Il ne faut d'ailleurs pas omettre l'existence de l'article 43 de la même loi qui prévoit que certaines clauses peuvent être déclarées non écrites et cela peut s'appliquer aux décisions d'une assemblée générale qui voterait des modifications illicites.

Dans ce cas le délai de l'article 42 ne joue pas.

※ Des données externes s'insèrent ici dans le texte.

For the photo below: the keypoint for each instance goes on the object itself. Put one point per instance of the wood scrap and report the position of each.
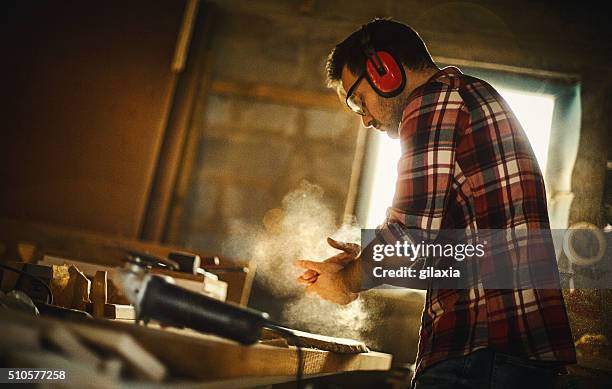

Parallèlement, on sait qu'une copropriété est dépourvue de syndic à partir du moment où celui-ci a laissé expirer son mandat sans le faire renouveler.

La contestation d'une assemblée générale tenue par un syndic dépourvu de mandat est-elle ou pas encadrée par les dispositions de l'article 42 ?

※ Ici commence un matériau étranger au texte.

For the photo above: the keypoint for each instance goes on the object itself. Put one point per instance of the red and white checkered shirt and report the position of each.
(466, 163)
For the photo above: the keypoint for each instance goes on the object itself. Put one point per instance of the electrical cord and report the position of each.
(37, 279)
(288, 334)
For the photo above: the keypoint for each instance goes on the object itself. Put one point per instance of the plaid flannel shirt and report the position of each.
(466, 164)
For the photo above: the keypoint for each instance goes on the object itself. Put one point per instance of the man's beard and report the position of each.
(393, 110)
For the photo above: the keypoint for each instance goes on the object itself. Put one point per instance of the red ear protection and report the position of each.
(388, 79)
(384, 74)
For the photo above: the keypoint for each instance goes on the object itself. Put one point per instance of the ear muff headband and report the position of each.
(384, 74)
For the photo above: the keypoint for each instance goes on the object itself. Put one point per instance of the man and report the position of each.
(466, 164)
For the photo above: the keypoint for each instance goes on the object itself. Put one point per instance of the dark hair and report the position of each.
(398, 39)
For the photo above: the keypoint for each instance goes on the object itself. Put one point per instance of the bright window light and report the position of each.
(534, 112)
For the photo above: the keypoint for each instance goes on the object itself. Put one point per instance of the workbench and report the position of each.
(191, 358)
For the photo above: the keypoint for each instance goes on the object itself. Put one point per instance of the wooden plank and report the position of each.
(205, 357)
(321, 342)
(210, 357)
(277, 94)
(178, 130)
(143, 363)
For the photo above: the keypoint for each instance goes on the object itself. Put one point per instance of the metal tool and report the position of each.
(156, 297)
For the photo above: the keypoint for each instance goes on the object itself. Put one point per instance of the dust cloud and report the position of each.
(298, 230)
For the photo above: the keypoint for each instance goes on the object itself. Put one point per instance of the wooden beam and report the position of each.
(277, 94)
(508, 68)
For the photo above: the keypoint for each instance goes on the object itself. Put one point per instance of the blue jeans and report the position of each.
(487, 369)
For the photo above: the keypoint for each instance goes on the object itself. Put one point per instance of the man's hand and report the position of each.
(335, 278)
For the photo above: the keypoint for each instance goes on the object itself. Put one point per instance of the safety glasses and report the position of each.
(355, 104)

Autrement dit, un copropriétaire présent ou représenté pourrait-il assigner au-delà du délai de deux mois ?

Dans un arrêt rendu le 7 septembre 2011, la troisième chambre civile de la Cour de cassation rappelle que, en vertu de l'article 42, alinéa 2 de la loi du 10 juillet 1965, ne peuvent contester les décisions des assemblées générales que les copropriétaires opposants ou défaillants (Cass. civ. 3, 7 septembre 2011, n° 10-18.312,

Avis aux copropriétaires procéduriers !

Par jean.devalon le 24/06/11

Le syndic de copropriété ne possède pas de pouvoir de décision, mais il a une certaine capacité d'action, notamment de faire réaliser des travaux urgents nécessaires à la sauvegarde de l'immeuble.

Cependant un syndic qui fait effectuer des travaux urgents voit quand même peser sur ses épaules une obligation d'information à l'égard des copropriétaires.

Par exemple, un syndic qui ferait réparer une canalisation fuyarde, ce qui nécessiterait une coupure dans l'approvisionnement en eau de l'immeuble et des dommages à une installation frigorifique de l'un des copropriétaires devrait répondre de sa faute pour n'avoir pas prévenu les copropriétaires de l'exécution des réparations.

Par jean.devalon le 22/06/11

L'été nous inspire les cascades, cette eau qui sourd puis qui, en belle chevelure argentée, nous rafraîchit.

Mais ce sera pour plus tard, il nous faut évoquer la question de la validité des assemblées générales intervenues dans le passé quand, ultérieurement, le mandat du syndic est annulé.

Sont-elles valables ou pas ? C'est là un débat parfois fluctuant.

L'assemblée générale convoquée par un syndic dont la désignation a été annulée, cette annulation ayant un effet rétroactif, encourt la nullité vient de décider arrêt rendu le 8 juin 2011 par la troisième chambre civile de la Cour de cassation, au visa de l'article 7 du décret du 17 mars 1967 (Cass. civ. 3, 8 juin 2011, n° 10-20231).

Mais, le même jour, la Cour de cassation retient que la notification du procès-verbal d'une assemblée générale, effectuée par un syndic dépourvu de qualité pour ce faire (sa désignation ayant été annulée par la suite), fait cependant courir le délai de prescription de deux mois pour contester les décisions de l'assemblée générale (Cass. civ. 3, 8 juin 2011, n° 10-15484)

Finalement, la question de l'annulation du mandat du syndic donne parfois mal à la tête aux praticiens qui rêvent de la fraîcheur d'une cascade d'eau fraîche.

Par jean.devalon le 17/06/11

Doit être réputée non écrite la clause du règlement de copropriété soumettant la location en meublé à autorisation du syndicat alors que le même règlement autorise expressément l'exercice d'une profession libérale qui entraîne des inconvénients similaires (Cass. civ. 3, 8 juin 2011, n° 10-15.891)

Rappelons que le règlement de copropriété ne peut, en application de l'article 8 de la loi du 10 juillet 1965, imposer aucune restriction aux droit des copropriétaires en dehors de celles qui seraient justifiées par la destination de l'immeuble telle qu'elle est définie aux actes par ses caractères ou sa situation.

À défaut, une clause contraire peut être réputée non écrite en application de l'article 43 de la même loi.